According to the ratings agency, the ratings on India reflect the country's sound external profile and improved monetary credibility.

Here are 10 key things that S&P Global Ratings said about Indian economy in its latest report: 

1. Improvements in policymaking continue to strengthen the prospects for India's economic and fiscal performance. Wide fiscal deficits, a heavy debt burden, and low per capita income nonetheless detract from the sovereign's credit profile.

2. India's external position remains a credit strength. The country has a floating exchange rate and limited reliance on external savings to fund its growth.

3. While India experiences modest volatility in terms of trade, we expect it to record a moderate current account deficit (CAD) of 1.4% in 2016 (2.1% in 2015), and to average similar levels through 2018.

4. We forecast that India's external debt net of public and financial sector external assets will average only 5% of current account receipts over 2016-2018 (our forecasts reflect the adoption of the sixth edition of the IMF's Balance of Payments and International Investment Position Manual). 

5. Although we expect some decline in India's external liquidity metrics in the next three years as its banks increasingly turn to external financing, we project that India's gross external financing needs will remain below its current account receipts plus usable reserves through 2018.

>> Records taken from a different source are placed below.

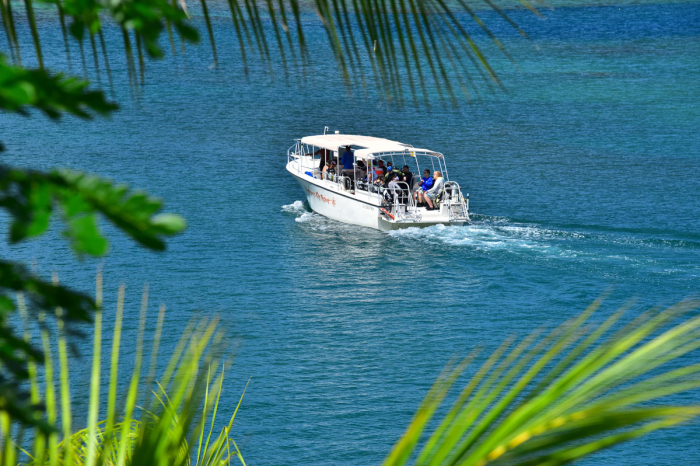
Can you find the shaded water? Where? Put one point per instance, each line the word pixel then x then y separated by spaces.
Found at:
pixel 585 174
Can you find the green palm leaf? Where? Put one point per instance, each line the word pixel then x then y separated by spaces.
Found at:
pixel 394 40
pixel 555 399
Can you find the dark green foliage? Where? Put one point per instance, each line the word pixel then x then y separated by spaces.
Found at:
pixel 53 94
pixel 30 198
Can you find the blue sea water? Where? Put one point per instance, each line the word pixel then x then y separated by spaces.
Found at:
pixel 584 174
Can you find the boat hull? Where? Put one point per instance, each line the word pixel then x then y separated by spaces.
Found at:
pixel 344 207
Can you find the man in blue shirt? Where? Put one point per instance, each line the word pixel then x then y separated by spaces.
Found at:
pixel 348 160
pixel 425 184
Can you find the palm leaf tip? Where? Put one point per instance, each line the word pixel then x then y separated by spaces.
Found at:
pixel 557 399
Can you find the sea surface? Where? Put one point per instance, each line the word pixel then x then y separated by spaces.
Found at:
pixel 583 175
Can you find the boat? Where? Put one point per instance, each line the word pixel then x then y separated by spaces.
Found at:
pixel 350 197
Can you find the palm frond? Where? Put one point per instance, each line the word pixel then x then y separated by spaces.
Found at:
pixel 553 400
pixel 160 431
pixel 395 41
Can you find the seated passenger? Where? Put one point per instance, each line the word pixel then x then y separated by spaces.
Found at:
pixel 325 160
pixel 431 195
pixel 425 184
pixel 379 169
pixel 361 170
pixel 348 161
pixel 329 168
pixel 391 172
pixel 407 176
pixel 393 187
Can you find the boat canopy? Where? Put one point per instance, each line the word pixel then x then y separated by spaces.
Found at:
pixel 370 146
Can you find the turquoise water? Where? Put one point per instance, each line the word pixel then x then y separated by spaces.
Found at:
pixel 585 174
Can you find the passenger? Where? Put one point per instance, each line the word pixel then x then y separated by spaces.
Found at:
pixel 391 171
pixel 329 169
pixel 362 170
pixel 393 187
pixel 379 170
pixel 325 159
pixel 407 176
pixel 435 191
pixel 425 184
pixel 348 162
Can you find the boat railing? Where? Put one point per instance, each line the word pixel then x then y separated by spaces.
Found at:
pixel 400 200
pixel 457 204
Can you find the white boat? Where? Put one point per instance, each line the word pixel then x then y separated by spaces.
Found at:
pixel 351 199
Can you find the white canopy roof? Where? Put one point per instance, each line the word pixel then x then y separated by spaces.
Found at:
pixel 370 145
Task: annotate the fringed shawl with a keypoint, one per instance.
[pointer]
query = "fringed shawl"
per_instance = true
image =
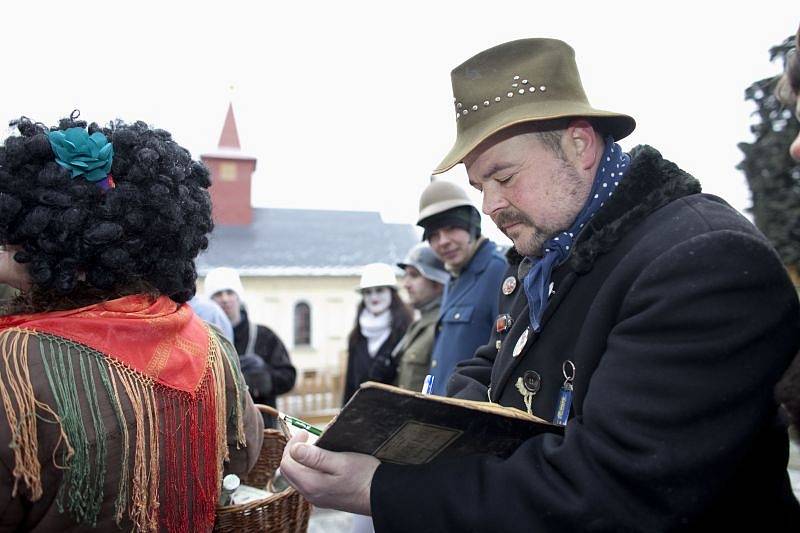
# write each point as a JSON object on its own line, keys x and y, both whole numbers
{"x": 155, "y": 357}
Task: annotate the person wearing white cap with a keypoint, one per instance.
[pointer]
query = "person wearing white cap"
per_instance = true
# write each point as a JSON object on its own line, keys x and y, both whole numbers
{"x": 424, "y": 281}
{"x": 264, "y": 359}
{"x": 381, "y": 321}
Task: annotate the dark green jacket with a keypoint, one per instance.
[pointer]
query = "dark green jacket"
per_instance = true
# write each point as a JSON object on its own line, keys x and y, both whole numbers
{"x": 413, "y": 352}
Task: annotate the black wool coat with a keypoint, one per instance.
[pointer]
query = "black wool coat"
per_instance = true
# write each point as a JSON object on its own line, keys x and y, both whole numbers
{"x": 679, "y": 318}
{"x": 278, "y": 376}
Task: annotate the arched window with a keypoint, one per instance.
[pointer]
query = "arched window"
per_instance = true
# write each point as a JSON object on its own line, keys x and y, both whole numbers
{"x": 302, "y": 324}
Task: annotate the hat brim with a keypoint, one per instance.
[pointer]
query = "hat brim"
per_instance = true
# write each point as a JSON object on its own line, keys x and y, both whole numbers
{"x": 617, "y": 124}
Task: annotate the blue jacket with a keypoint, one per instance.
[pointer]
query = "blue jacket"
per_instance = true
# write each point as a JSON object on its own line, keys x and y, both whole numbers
{"x": 469, "y": 309}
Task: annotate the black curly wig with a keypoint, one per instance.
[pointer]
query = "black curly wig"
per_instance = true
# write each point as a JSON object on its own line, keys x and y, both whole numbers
{"x": 81, "y": 244}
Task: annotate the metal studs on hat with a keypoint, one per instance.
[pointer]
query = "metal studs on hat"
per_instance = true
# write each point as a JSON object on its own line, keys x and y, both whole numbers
{"x": 515, "y": 88}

6. India's general government revenue, at an estimated 21% of 2016 gross domestic product (GDP), is low among rated sovereigns.

7. We expect India's gross domesitc product (GDP) growth of 7.9% in 2016 (6.6% in per capita GDP) and 8% on average over 2016-2018 (6.7% in per capita GDP).

8. We believe domestic supply-side factors will increasingly bind economic performance, and the government has little ability to undertake countercyclical fiscal policy given its current debt burden.

9. India's high fiscal deficits have led to the accumulation of sizable general government borrowings (about 69% of GDP, net of liquid assets) and debt servicing costs (over a quarter of general government revenue). We project net general government debt to decline only modestly over our forecast horizon.

10. India has a long history of high general government fiscal deficits (averaging 8.8% of GDP over the past 20 years and 7% in the past five years). The deficits have not closed India's sizable shortfalls in basic services and infrastructure.